Cecelia Mason Published

These Two Friends Want to Document and Preserve Appalachian Culture


The Appalachian region has been reported on, documented and studied quite a bit in the past 50 years since President Lyndon Johnson came to the region to declare a ‘war on poverty.’

But two friends, Shane Simmons of Johnson City, Tennessee, and Jason Barton of Dickinson County, Virginia, are hoping to make a documentary showing what’s good about the area.  They started The Appalachian Project, or TAP, earlier this year and are collecting stories from people who live in a specific part of Appalachia: the mountainous regions of Tennessee, Kentucky, Virginia, West Virginia and North Carolina.

TAP is looking for articulate older people willing to share interesting stories that highlight the region’s heritage and culture. Simmons and Barton mention coal miners, nurses, loggers and soldiers as good candidates.
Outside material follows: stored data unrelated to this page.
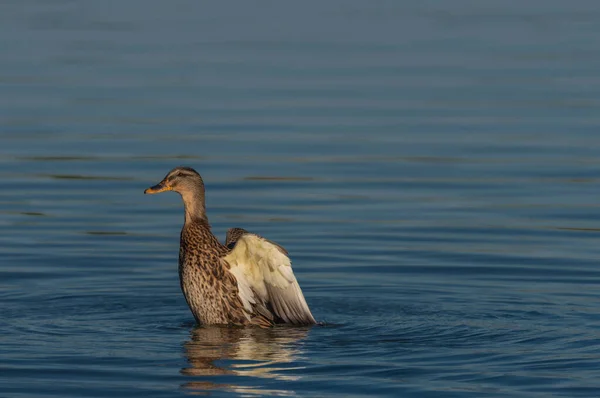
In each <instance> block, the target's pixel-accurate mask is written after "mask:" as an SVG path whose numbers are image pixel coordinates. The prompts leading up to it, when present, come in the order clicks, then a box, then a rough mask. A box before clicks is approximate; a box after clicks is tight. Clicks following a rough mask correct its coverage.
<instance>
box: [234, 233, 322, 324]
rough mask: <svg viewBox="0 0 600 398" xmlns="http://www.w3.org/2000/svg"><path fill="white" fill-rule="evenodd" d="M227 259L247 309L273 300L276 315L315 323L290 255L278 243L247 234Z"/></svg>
mask: <svg viewBox="0 0 600 398" xmlns="http://www.w3.org/2000/svg"><path fill="white" fill-rule="evenodd" d="M224 260H225V261H227V262H228V263H229V265H230V266H231V268H230V270H231V273H233V275H234V276H235V278H236V280H237V282H238V289H239V294H240V298H241V299H242V302H243V304H244V307H245V308H246V310H247V311H248V312H252V308H253V306H254V305H255V304H256V303H257V299H259V300H260V301H263V302H265V303H270V304H271V306H272V308H273V310H274V311H275V314H276V315H277V316H278V317H280V318H281V319H283V320H284V321H285V322H287V323H293V324H311V323H316V321H315V318H313V316H312V314H311V312H310V309H309V308H308V304H306V300H305V299H304V295H303V294H302V290H300V286H299V285H298V281H297V280H296V277H295V276H294V272H293V271H292V264H291V261H290V259H289V257H288V256H286V255H285V254H284V253H283V252H282V250H281V249H280V248H279V247H277V246H276V245H275V244H273V243H271V242H269V241H267V240H266V239H264V238H261V237H260V236H258V235H254V234H251V233H246V234H244V235H243V236H241V237H240V238H239V239H238V241H237V242H236V244H235V246H234V248H233V250H232V251H231V252H229V254H227V256H225V257H224ZM256 296H258V297H256Z"/></svg>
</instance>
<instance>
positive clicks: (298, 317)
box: [144, 167, 316, 327]
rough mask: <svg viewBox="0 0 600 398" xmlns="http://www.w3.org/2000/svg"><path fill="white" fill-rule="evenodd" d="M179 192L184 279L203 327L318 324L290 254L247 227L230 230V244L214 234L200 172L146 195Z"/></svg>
mask: <svg viewBox="0 0 600 398" xmlns="http://www.w3.org/2000/svg"><path fill="white" fill-rule="evenodd" d="M165 191H175V192H177V193H179V194H180V195H181V198H182V199H183V204H184V207H185V223H184V224H183V228H182V230H181V239H180V246H179V281H180V283H181V290H182V291H183V295H184V296H185V299H186V301H187V303H188V305H189V307H190V309H191V310H192V313H193V314H194V317H195V318H196V321H197V322H198V323H200V324H205V325H208V324H226V325H258V326H261V327H269V326H272V325H273V324H276V323H291V324H296V325H309V324H314V323H316V322H315V319H314V318H313V316H312V314H311V313H310V309H309V308H308V305H307V304H306V300H305V299H304V296H303V294H302V290H300V286H299V285H298V281H296V277H295V276H294V273H293V272H292V266H291V262H290V259H289V257H288V256H287V254H288V253H287V251H286V250H285V249H284V248H283V247H281V246H279V245H278V244H276V243H274V242H271V241H269V240H267V239H264V238H263V237H261V236H259V235H256V234H252V233H250V232H248V231H246V230H244V229H241V228H232V229H230V230H229V231H227V239H226V245H222V244H221V243H220V242H219V241H218V239H217V238H216V237H215V236H214V235H213V233H212V231H211V229H210V225H209V223H208V219H207V218H206V208H205V204H204V182H203V181H202V177H200V174H198V172H196V170H194V169H191V168H189V167H176V168H174V169H173V170H171V171H170V172H169V174H167V175H166V177H165V178H163V180H162V181H161V182H160V183H158V184H157V185H155V186H153V187H150V188H148V189H146V190H145V191H144V193H148V194H153V193H160V192H165Z"/></svg>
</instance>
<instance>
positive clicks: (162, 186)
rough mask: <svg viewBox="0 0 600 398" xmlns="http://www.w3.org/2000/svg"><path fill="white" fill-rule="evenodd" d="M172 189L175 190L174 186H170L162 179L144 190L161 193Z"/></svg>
mask: <svg viewBox="0 0 600 398" xmlns="http://www.w3.org/2000/svg"><path fill="white" fill-rule="evenodd" d="M172 190H173V188H171V187H170V186H168V185H167V184H165V182H164V181H161V182H159V183H158V184H156V185H155V186H153V187H150V188H148V189H146V190H145V191H144V193H147V194H153V193H161V192H165V191H172Z"/></svg>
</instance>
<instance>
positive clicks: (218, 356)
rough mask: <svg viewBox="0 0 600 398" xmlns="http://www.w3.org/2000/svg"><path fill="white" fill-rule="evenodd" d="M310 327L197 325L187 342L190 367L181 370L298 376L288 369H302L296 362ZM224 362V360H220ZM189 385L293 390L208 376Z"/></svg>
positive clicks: (252, 390)
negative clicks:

“Anybody that has that interesting back story that can shed some light on how Appalachia used to be and in a positive light,” Barton said.

It’s important to Barton and Simmons to collect stories that are positive and they think that’s something Appalachians crave.

“Most people are here because we want to be here. We love the mountains, we love the privacy, we love the beauty, we love the community and family,” Simmons said. “That’s really important to show that side, that aspect of Appalachian people and culture because I think it doesn’t get told a lot”

Barton and Simmons are not documentary filmmakers, not even close. One is a banker, the other sells insurance. They were “called” to document Appalachia during a road trip last year to New Orleans. They took a break in Chattanooga, Tennessee, and meet a really interesting older man who seemed like he had a good story to tell.  Simmons said another goal of TAP is preserving the culture.

“Being Appalachian is somewhat of a culture and it seems like we’re losing a little bit of that identity,” he said. “And it’s good and it’s bad, social media and the world and America is becoming more homogenous, just because we watch the same shows and we all connect that way and you can make friends in other countries on line and that type of thing.”

Simmons and Barton hope by putting the focus on collecting stories from older Appalachians they can help keep some of the traditions of the culture alive.

Simmons and Barton are finding people to interview through social networking. They’ve created a Facebook page, a sort of virtual meeting place where folks from the region can share stories, historical facts, photos, thoughts and ideas.

They say it’s also a great way to find potential interviewees for the documentary. And based on the response Appalachians are anxious to have their story told.

“The response has been overwhelming,” Barton said. “We get emails that say ‘your Facebook page alone has made me so much more aware of my heritage has made me so much more proud of where I come from.’”  

“People are looking for something to believe in and I think that’s what we’re trying to give them,” Simmons added. “We do believe in Appalachia, we believe in the people, we believe in where we’re from and we’re hoping that translates.”  

Simmons and Barton hope to continue collecting videotaped stories until the end of the year. They then plan to use these stories in the documentary.